Proving that $X$ is complete if $A\subset X$ is dense and every cauchy sequence in $A$ converges to a point in $X$.

Question

I am having trouble proving the following statement:

"Let $(X,d)$ be a metric space and $A$ a dense subset such that every cauchy sequence in $A$ converges to a point in $X$. Prove that $X$ is complete".

Let us take a cauchy sequence $\{x_i\}$ containing points from both $A$ and $X\setminus A$.

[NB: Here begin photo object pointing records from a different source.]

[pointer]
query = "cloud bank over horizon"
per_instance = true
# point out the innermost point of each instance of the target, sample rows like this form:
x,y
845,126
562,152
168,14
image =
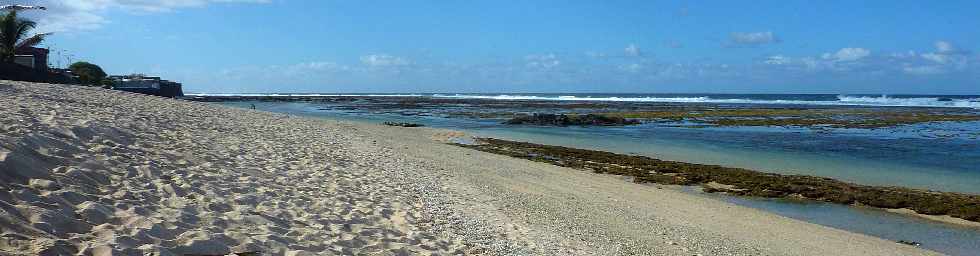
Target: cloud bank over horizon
x,y
283,45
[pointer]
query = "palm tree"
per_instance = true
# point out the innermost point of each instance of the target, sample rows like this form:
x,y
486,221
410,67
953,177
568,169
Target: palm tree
x,y
13,36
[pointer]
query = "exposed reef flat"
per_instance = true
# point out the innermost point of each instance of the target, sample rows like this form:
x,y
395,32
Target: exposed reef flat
x,y
571,120
739,181
835,118
99,172
695,115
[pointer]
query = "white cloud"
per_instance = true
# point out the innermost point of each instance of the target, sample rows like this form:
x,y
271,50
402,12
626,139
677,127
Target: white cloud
x,y
924,70
633,51
545,61
632,68
945,47
383,60
847,54
777,60
752,38
62,15
936,57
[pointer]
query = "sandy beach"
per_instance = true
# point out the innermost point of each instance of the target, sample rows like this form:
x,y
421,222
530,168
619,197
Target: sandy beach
x,y
88,171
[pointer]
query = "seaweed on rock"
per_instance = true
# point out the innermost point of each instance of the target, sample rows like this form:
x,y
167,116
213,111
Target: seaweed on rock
x,y
739,181
569,120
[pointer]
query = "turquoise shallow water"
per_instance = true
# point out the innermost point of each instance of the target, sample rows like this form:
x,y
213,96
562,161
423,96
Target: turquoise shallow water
x,y
905,156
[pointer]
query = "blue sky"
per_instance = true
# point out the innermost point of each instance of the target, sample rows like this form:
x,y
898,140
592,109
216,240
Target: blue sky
x,y
529,46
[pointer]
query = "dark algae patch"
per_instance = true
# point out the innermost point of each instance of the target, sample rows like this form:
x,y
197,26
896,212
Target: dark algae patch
x,y
739,181
571,120
836,117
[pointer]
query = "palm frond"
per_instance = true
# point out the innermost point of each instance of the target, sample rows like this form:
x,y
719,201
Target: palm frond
x,y
31,41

If this cauchy sequence has a limit point, then it has to exist within $X$. Proof: Let us assume the limit $l$ exists outside $X$. Then every open set $B(l,r)$, $\forall r\in \Bbb{R}$ contains points from $\{x_i\}$, and because every open set containing any points from $X\setminus A$ contains points from $A$, every such $B(l.r)$ also contains points from $A$. Hence, $l$ should have been included in $\overline{A}=X$.

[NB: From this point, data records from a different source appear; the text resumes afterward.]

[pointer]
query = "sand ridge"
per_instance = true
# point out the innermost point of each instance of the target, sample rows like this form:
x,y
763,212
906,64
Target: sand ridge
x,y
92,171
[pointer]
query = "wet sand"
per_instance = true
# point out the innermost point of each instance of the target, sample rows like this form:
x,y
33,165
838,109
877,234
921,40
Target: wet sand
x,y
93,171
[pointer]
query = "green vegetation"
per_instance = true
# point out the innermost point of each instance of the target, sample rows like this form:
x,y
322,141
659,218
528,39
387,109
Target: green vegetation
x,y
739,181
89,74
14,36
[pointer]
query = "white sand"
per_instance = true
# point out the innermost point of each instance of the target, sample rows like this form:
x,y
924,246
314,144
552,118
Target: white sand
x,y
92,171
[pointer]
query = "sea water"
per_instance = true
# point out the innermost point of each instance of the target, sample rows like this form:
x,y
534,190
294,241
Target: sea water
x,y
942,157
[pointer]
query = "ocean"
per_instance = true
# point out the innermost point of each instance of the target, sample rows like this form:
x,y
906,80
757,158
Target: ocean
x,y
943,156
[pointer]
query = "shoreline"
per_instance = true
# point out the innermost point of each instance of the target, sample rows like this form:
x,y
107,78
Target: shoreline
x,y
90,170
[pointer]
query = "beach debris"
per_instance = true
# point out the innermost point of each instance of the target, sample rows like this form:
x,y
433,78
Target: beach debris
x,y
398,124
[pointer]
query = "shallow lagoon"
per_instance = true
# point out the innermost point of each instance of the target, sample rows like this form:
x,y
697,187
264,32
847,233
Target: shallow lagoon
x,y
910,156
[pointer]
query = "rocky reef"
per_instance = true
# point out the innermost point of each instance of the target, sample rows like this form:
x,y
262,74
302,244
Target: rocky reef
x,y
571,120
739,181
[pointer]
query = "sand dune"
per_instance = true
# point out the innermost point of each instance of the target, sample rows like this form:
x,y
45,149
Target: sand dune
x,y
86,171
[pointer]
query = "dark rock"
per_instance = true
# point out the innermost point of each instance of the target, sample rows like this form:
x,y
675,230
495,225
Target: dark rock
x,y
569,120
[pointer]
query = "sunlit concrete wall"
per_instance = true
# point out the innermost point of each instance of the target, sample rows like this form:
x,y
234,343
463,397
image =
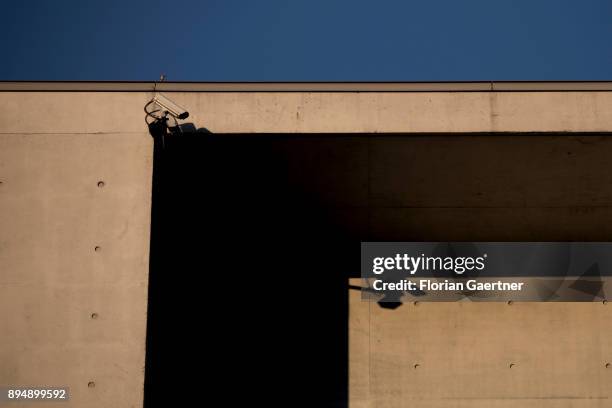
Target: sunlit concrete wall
x,y
75,197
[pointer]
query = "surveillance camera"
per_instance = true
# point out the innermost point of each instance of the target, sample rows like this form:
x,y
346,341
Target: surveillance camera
x,y
170,107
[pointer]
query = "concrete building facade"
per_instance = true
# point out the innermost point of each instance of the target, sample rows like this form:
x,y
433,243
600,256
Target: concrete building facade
x,y
417,162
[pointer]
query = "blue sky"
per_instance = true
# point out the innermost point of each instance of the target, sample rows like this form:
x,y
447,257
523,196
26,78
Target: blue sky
x,y
310,40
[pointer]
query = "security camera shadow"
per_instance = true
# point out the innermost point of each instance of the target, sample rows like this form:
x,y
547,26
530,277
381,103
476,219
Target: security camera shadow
x,y
253,242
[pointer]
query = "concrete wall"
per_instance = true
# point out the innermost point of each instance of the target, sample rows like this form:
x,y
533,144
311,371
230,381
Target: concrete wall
x,y
75,202
76,315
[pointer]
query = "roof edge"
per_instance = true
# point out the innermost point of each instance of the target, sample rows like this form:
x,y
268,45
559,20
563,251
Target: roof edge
x,y
481,86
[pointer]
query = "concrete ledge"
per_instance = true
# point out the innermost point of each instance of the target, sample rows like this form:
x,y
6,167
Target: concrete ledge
x,y
479,86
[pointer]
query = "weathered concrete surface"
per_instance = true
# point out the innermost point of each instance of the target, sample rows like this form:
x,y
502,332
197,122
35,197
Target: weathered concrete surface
x,y
459,354
74,262
56,147
315,112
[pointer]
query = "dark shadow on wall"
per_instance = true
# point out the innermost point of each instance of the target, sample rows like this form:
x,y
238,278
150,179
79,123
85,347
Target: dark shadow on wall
x,y
250,257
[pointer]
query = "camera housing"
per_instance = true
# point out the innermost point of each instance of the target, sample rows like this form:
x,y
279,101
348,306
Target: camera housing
x,y
172,108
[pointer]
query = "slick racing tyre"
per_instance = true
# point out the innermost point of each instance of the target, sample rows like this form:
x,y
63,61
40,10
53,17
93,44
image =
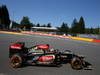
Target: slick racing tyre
x,y
76,63
16,61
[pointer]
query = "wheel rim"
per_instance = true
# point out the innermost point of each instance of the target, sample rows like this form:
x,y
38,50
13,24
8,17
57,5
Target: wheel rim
x,y
15,62
76,64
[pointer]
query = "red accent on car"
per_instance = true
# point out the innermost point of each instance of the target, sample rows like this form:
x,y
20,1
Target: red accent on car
x,y
16,46
44,47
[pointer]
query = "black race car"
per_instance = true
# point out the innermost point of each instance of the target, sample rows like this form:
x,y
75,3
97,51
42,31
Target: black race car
x,y
42,55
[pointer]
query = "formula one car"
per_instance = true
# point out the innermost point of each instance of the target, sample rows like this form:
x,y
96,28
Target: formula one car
x,y
42,55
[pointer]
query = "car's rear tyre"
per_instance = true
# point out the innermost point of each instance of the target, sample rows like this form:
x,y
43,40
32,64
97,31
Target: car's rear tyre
x,y
76,63
16,61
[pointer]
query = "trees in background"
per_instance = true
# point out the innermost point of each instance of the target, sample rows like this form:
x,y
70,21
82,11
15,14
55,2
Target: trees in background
x,y
4,17
25,23
64,28
78,27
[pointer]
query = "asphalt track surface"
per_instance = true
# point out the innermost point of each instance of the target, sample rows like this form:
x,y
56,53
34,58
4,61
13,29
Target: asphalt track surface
x,y
89,49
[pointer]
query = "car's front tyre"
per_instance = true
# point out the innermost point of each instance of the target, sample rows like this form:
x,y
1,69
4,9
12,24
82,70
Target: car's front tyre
x,y
16,61
76,63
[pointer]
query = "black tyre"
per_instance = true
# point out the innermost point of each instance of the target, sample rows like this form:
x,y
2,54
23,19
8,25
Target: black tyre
x,y
16,61
76,63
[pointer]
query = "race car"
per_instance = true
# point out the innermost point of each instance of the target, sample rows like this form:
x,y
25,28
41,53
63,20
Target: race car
x,y
43,55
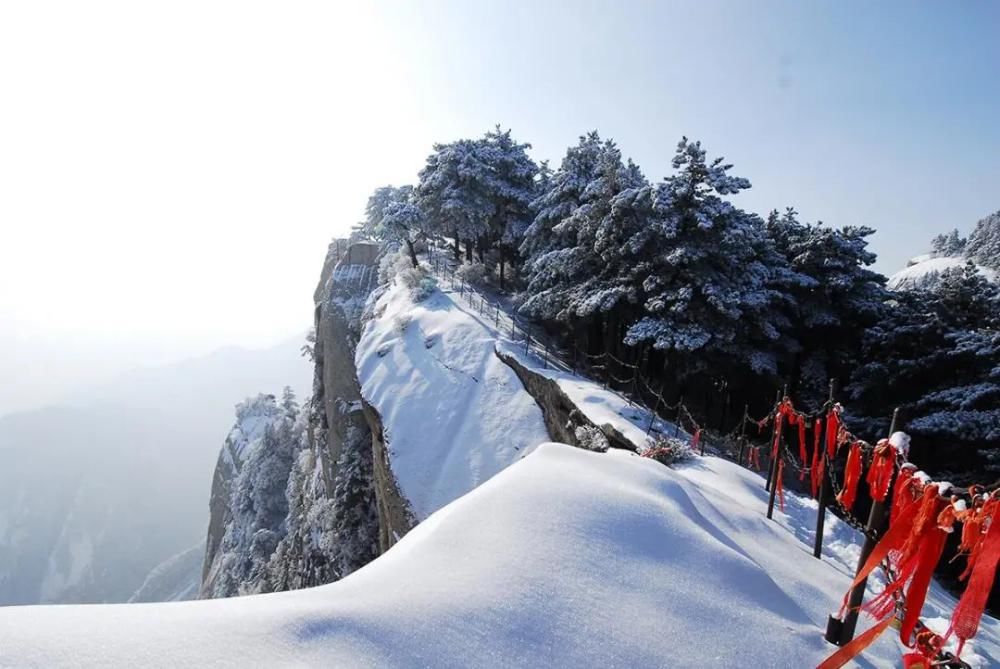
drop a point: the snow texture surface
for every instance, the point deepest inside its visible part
(923, 270)
(454, 414)
(568, 558)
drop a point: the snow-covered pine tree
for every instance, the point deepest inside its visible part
(936, 355)
(948, 245)
(558, 196)
(706, 293)
(983, 245)
(572, 248)
(479, 191)
(392, 214)
(827, 297)
(511, 189)
(452, 193)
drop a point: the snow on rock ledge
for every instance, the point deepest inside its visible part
(452, 413)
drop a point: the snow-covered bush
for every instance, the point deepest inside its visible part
(591, 438)
(668, 450)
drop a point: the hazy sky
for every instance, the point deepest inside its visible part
(171, 173)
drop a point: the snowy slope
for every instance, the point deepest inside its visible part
(922, 271)
(567, 558)
(454, 414)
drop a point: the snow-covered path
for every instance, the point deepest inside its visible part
(564, 558)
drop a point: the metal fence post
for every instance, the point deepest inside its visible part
(774, 435)
(743, 433)
(876, 526)
(824, 493)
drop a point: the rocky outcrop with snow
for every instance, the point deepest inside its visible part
(950, 251)
(306, 514)
(176, 579)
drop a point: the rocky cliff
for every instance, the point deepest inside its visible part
(293, 501)
(413, 405)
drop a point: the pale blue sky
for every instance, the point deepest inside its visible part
(883, 114)
(170, 173)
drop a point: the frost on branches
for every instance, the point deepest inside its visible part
(284, 527)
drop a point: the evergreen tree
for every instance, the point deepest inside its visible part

However, I can't prove that such a limit point exists in the first place. Any help would be greatly appreciated.

Thanks!

Answer 1

A limit point can't "exist outside the space". You need to show that an arbitrary Cauchy sequence in $X$ converges. To do this, the basic idea is that given a Cauchy sequence $(x_i)$ from $X$, you can consider a sequence from $A$ that is "very close" to $(x_i)$.

Here is an outline of how to effect this:

1. Given $(x_i)$ a Cauchy sequence in $X$, for each $i>0$ choose $a_i\in A$ with $d(a_i,x_i)<1/i$.

2. Using the triangle inequality, show that $(a_i)$ is Cauchy (note here that you can write $$a_i-a_j=(a_i-x_i)+(x_i-x_j)+(x_j-a_j).$$

3. So $(a_i)$ converges to some $a\in X$.

4. Now, using the triangle inequality again, show that $(x_i)$ converges to $a$ as well.